Tiresome, taxonomic oppression tabulation features heavily in “Private Citizens,” Tulathimutte’s previous book, in which, for example, one character thinks, “Roopa was right, sure; but come on, like a cute skinny desi didn’t have it WAY better than a chubby Jew!” (Another character—another insecure, porn-obsessed Thai American guy—creates a spreadsheet of all his female friends with their various pluses and minuses, and tabulates his own numbers to dismaying results.) Bee, the protagonist of the last long story in “Rejection,” has hated the concept of identity since childhood. She doesn’t understand what being Thai has to do with anything other than her mom “really liking Royal Dansk and the Carpenters.” Alienated from all forms of femininity, ethnicity, sexuality, and ideology, the character, by college, refuses any label or pronoun besides “Bee.”
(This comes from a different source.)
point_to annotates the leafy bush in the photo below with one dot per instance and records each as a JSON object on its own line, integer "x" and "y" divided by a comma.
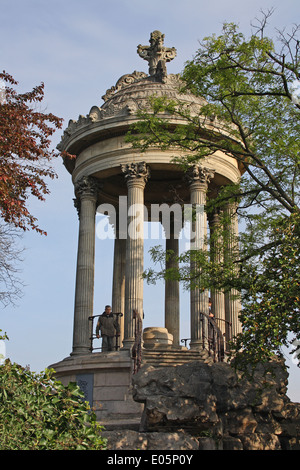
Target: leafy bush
{"x": 39, "y": 413}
Bee, like all the characters, accurately observes various mortifying tendencies in smarmy progressive behavior. At Bee’s Stanford co-op, after a girl describes her Vietnamese-American background: “People said Mmm at the phrase ‘refugee family’ like she’d fed them something delicious.” After college, Bee tries to be a normal genderfluid Bay Area person: “Bringing deviled eggs to house parties. Dressing as Judith Butler for Halloween. Parenting succulents.” Bee lives in more co-ops, the kind where if you “asked someone to turn down the music at night, you were entertaining carceral logic.” Finally, Bee has had enough. “Fuck me,” Bee writes, “I just wanted to exist without ordering the prix fixe, be more than an infinitesimal coordinate in a million-dimensional matrix of demographics—identity, and its convenient synergy with personal branding, the caricature of you it puts in other people’s heads.” Bee takes an interest in“identity terrorism,” spending eighteen hours a day operating a Twitter troll farm in the hopes of convincing others that no one can really, truthfully be identified or represented. The conclusion, for Bee, is that most people on the Internet, and perhaps most people everywhere, don’t matter, because they in some way aren’t real.